We need to change the definition of what it means to be a small business owner in NZ. Some of the banks in NZ do run small business workshops. They need substantially overhauling. The standards I am referring to are standards of behavour by residents, community groups and businesses. Large businesses can set the tone of how people behave in our community and it needs changing. I am lucky that I have had the opportunity to work as a treasurer for Crimewatch Chch Inc. We are one of the community patrols that operate here in Chch, so I see first hand the standards of behaviour that operate at all levels of our society and how they affect the residents, customers and businesses. Community safety and wellbeing of the residents should be paramount along with health and wellbeing but unfortunately it isn’t.

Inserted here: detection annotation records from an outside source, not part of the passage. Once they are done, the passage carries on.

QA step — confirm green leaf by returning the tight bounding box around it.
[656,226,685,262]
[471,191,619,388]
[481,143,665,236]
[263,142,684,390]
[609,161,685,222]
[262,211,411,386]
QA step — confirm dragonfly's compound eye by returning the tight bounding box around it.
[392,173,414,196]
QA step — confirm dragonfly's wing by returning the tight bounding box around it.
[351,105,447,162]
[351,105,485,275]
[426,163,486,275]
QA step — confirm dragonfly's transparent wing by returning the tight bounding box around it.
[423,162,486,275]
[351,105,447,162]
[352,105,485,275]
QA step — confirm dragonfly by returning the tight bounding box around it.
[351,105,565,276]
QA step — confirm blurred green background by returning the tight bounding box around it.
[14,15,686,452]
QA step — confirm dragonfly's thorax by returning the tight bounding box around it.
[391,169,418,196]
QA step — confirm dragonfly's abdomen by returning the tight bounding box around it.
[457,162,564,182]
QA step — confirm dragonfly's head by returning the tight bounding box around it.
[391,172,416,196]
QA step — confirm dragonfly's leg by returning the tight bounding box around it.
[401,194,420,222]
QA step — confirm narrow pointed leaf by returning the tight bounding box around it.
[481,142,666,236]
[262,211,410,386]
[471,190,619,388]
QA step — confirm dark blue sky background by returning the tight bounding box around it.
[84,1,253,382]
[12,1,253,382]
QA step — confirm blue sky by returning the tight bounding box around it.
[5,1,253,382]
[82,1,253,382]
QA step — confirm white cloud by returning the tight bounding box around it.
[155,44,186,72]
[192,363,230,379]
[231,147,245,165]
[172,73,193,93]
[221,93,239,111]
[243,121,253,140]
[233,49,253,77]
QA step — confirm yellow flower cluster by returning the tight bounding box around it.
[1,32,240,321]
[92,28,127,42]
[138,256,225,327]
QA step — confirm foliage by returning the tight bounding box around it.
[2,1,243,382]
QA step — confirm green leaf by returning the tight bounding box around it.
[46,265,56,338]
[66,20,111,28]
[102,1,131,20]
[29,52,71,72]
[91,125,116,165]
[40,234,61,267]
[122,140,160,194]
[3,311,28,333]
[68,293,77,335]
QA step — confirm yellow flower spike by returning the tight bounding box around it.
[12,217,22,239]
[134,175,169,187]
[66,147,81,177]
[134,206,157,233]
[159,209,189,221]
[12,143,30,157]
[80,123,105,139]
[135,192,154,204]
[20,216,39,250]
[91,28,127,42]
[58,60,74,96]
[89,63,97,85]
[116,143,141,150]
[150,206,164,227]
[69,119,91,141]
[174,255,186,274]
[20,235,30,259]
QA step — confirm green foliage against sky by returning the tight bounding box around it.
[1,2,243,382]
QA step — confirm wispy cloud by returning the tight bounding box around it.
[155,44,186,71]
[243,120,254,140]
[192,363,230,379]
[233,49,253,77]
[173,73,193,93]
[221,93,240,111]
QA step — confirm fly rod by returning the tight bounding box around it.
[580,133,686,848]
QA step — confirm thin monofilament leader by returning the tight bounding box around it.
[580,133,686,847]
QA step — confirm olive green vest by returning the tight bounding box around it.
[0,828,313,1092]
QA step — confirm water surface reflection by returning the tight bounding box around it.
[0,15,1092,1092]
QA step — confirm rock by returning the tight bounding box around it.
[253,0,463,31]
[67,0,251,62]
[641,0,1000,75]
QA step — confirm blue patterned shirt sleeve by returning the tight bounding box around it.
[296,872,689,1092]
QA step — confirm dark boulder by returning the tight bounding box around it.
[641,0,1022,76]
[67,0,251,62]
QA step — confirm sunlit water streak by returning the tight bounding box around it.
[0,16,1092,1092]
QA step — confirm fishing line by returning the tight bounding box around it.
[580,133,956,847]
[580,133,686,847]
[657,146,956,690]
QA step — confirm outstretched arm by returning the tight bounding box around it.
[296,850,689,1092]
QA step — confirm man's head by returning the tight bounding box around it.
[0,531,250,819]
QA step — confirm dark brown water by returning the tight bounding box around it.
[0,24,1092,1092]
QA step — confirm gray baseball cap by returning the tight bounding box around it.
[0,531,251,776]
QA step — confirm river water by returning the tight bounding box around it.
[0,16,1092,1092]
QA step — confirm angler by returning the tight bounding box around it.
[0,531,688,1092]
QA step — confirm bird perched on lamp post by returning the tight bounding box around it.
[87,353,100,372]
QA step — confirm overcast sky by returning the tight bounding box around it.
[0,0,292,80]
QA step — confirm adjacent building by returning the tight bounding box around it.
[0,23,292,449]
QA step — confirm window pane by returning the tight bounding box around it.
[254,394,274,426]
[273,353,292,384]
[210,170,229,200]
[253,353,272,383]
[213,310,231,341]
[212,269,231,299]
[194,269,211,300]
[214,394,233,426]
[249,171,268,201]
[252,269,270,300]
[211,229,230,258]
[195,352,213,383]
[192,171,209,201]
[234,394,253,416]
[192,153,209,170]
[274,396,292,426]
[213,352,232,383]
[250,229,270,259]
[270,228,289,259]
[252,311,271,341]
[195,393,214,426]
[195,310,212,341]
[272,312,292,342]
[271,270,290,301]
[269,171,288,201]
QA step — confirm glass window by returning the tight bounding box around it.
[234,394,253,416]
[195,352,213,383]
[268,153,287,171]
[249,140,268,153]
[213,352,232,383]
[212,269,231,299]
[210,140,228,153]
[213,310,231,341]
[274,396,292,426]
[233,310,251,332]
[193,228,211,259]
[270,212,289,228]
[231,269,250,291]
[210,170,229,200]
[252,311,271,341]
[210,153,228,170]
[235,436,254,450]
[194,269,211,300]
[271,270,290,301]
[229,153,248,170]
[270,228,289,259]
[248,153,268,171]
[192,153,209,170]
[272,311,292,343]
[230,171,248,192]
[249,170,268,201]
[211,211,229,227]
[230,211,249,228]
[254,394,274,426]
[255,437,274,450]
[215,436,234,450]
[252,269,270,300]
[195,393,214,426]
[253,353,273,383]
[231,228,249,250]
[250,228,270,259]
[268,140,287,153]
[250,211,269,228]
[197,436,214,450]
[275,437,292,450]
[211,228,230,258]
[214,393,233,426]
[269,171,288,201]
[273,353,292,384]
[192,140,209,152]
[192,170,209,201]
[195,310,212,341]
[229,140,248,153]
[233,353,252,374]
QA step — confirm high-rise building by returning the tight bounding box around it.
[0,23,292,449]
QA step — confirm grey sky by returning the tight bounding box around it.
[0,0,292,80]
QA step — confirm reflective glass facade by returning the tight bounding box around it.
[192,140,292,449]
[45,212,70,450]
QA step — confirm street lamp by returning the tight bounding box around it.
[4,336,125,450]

When people are safe and secure they thrive, our businesses thrive. I have been hearing stories about companies targeting lower socioeconomic areas and selling them poor quality imported goods.  Corporate crime doesn’t seem to get much attention, notwithstanding the money that leaves this country in the form of cybercrime. The formation of standards I will be discussing with our local government will include strategies that will ensure people aren’t taken advantage of, as well as setting up structures to support better our community organisations that empower people to improve their lives. The stats I have looked upon thus far are the bankruptcy and insolvency statistics and the household debt levels that are on the reserve bank website. We need workable reliable standards that businesses and the communities can use to guide them along their journeys through life. We all need to work together for the good of the entire community.